HT Picks; New Reads
This week’s reading list includes a retelling of the story of how the princely states joined India, a “memory history” of the Tibetan struggle, and a selection of the best literary short fiction written by Indians
Patel, Menon and the integration of princely India
On 25 July 1947, India’s last viceroy, Lord Mountbatten, stood before the Chamber of Princes to deliver his career’s most important speech. He had just three weeks to convince over 550 princely states – some the size of Britain, some so small that cartographers had trouble locating them – to become part of a free India.
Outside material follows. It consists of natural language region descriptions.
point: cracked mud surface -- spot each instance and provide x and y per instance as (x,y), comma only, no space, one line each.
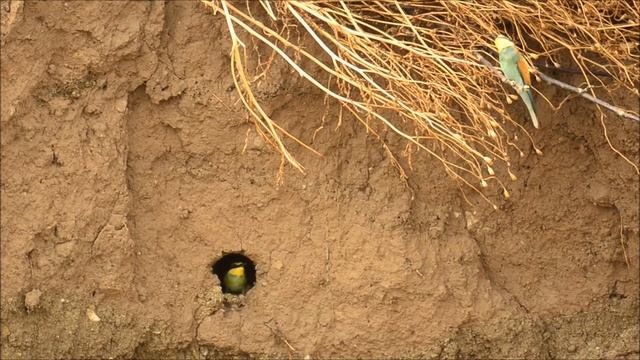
(128,167)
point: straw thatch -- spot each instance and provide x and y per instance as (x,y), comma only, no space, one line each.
(411,67)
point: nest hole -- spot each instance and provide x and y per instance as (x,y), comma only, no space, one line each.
(229,261)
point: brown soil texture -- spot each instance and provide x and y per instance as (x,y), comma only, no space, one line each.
(129,166)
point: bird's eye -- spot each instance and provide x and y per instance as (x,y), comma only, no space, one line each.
(231,261)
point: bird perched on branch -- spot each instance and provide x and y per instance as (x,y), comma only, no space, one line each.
(235,280)
(516,70)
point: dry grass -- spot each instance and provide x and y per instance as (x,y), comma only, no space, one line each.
(409,66)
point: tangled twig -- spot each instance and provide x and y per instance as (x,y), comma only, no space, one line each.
(409,68)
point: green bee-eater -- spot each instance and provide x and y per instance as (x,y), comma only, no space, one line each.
(516,69)
(235,280)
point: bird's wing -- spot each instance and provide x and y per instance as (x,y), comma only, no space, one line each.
(524,70)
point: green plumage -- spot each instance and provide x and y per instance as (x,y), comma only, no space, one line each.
(235,284)
(509,58)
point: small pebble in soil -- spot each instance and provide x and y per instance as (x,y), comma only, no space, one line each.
(32,300)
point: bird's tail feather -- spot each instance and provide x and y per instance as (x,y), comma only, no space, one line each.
(527,97)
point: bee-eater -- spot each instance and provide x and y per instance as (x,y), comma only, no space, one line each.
(516,69)
(235,280)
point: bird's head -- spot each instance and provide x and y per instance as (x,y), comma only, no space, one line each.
(237,269)
(503,42)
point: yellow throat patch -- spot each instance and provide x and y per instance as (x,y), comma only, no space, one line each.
(238,271)
(502,42)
The alternative was unthinkable – the fragmentation of the subcontinent into dozens of autocratic fiefdoms. This is the beginning of John Zubrzycki’s marvellous retelling of the story of how the princely states were coaxed, coerced or bludgeoned into joining India.Zubrzycki expertly juggles a fascinating cast of characters: Mountbatten, who grasped the complexity of the states problem far too late; Sardar Vallabhbhai Patel, the pragmatic, tough minded politician and patriot, who employed both fury and charm to get his way; his deputy, VP Menon, the cigars moking civil servant and tireless master strategist, regarded by some as “the real architect” of integration; Jawaharlal Nehru, who made no secret of his contempt for the princely order; Muhammad Ali Jinnah, who assiduously wooed wavering princes to his side; and finally, an array of bejewelled rulers, grappling with the challenge of a lifetime.What Patel and Menon described as a “bloodless revolution” was anything but. Zubrzycki also looks at how Pakistan dealt with the princely states that fell to its lot and takes the Indian story into the 1970s when an imperious Indira Gandhi delivered the final blow to the princely order.*
Tibet in War and Peace
Jamyang Norbu has taken the stories of “forgotten” Tibetans – resistance fighters, secret agents, soldiers, peasants, merchants, even street beggars – and skillfully worked their myriad accounts into a single glorious “memory history” of the Tibetan struggle. He uses recollections from his own childhood to ease the reader into an immersive understanding of the complexity of Tibet’s modern history: the Chinese invasion, the uprisings in Kham and Amdo, the formation of the Four Rivers Six Ranges Resistance Force, the March ’59 Lhasa Uprising, the CIA supported Air Operations, the Nyemo peasant Uprising of 68/69 and the Mustang Guerilla Force in northern Nepal, where Norbu later served.He writes of leaving home to drive tractors at refugee settlements, educate refugee children, produce plays at the Tibetan Institute of Performing Arts, and collect intelligence for the Tibetan Office of Research and Analysis (TORA) and for France’s External Intelligence Agency (SDECE). He uses these anecdotes not so much as autobiography but as a framing device to recount the lives, deeds and, too often, tragedies of the many Tibetans he encountered and befriended throughout his life – nearly all of whom played vital roles in shaping the recent history of their country but whose contributions are still unsung and forgotten. Jamyang Norbu’s lifelong commitment to collecting and orchestrating the “echoes” of these many forgotten voices from the past has resulted in a lyrical, learned and compassionate book that could well be described as the prose epic of the Tibetan freedom struggle.*
An anthology of short fiction
The Greatest Indian Stories Ever Told is a selection of some of the finest literary short fiction written by Indian writers since the genre came into being in the country in the late nineteenth century. Including early masters of the form, contemporary stars, as well as brilliant writers who came of age in the twenty-first century, this anthology takes in its sweep stories from the various regions, languages, and literatures of India. These authors are some of the most feted in the annals of Indian literature and have, between them, won virtually every major literary prize on offer — including the Nobel Prize for Literature, the Jnanpith Award, the Sahitya Akademi Award, and numerous state, national, and international honours.*
*All copy from book flap.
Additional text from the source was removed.